新型コロナ対応を振り返る―科学的根拠に基く計画的ワクチン行政を

昨年から続く新型コロナウイルス感染症(以下コロナ感染症)は、時間経過とともに、依然次々と課題が浮かび上がっている現状である。

海外では当初、アメリカやブラジル、あるいはヨーロッパ諸国などでコロナ感染症の罹患者数、死者の数が著明に増加し、ロックダウンなどの緊急措置がとられた国もあった。

その際、日本は人口比率から換算しても感染者・死者の数が少なく経過しているということで、一定の高評価を受けていた時期もあった。だが、注目すべきはそれ以前、記憶にまだ新しいダイアモンド・プリンセス号の一件での初動対応の不備である。この一件が感染者を国内に拡げる一つの要因となってしまった。

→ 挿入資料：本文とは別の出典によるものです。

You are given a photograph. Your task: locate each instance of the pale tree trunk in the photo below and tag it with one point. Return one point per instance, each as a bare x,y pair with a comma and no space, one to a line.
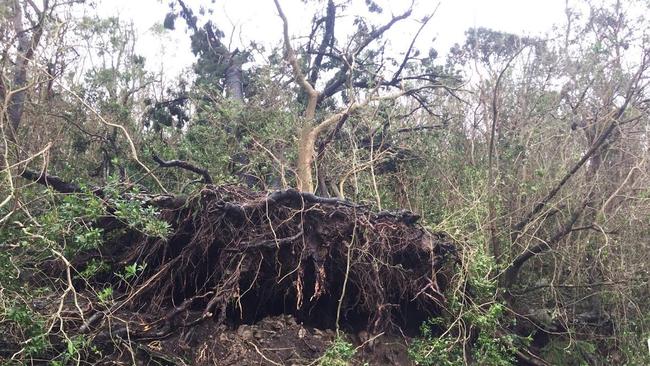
24,55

そして、その対応のギクシャク感、科学的根拠を持たない政治対応は、今年から開始された、新型コロナウイルスワクチン(以下コロナワクチン)を視点においた時も相似形であることに気づく。

コロナワクチン行政に目を向けると、諸外国に比べて予防接種実施の遅れ、予防接種にあたっての国民への通知の不十分さ、ワクチン接種実施に協力する意思を示した医療機関へのワクチン配給の段取りの悪さなど、様々な問題点が表出されている。

接種希望者はネット回線を用いての予約といった、とりわけ高齢者にとっては不慣れなデジタル機械の操作などで翻弄され、家族総動員で予約を試みた、などという話も耳にしてきた。

規模の大小を問わず予防接種に手上げをした個別接種実施医療機関では、ワクチン接種施行に際しての煩雑な種々の手続き(V-SYSシステムへの入力作業など)に手を取られ、また終日問い合わせの電話がなりっぱなしで職員が対応に追われている有様である。

コロナワクチンの保管方法も、ファイザー社製品は冷蔵保管日数が5日から30日に変更、また接種対象年齢の12〜15歳までへの引き下げが公示されるなど、連日のように取り扱いに関する情報は変化しており、現場は振り回されている状態だ。

集団接種においては会場まで足を運べない高齢者・障がい者・独居寝たきり患者にはきわめて敷居が高いものである。また、ワクチン配給の手順の乱れ、その他等により接種会場に集まる人々の数が拍子抜けするほど少ない日も見られたようである。

多くのコロナワクチン普及に際しての問題点は、政府が計画的な対応をしてこなかったことが原因である。いつ、どれくらいの量のワクチンを配給するのかが明らかになっていない状況で自治体、医療機関、国民は迷走させられた。

発症予防・感染予防の頼みの綱のコロナワクチンだが、接種すればすべてが解決するというわけではない。短期間で開発されたワクチンの安全性を問う声もあり、国民の間ではワクチン万能思想ともいえる不用意な行動も今後懸念される課題だと考えられる。

コロナ感染症を終焉に向かわせるためには、科学的根拠に基づき冷静な視点で引き続きコロナワクチン行政に関して注視・提言してゆく必要がある。そして職能集団である私たち医師の役割もきわめて重要である。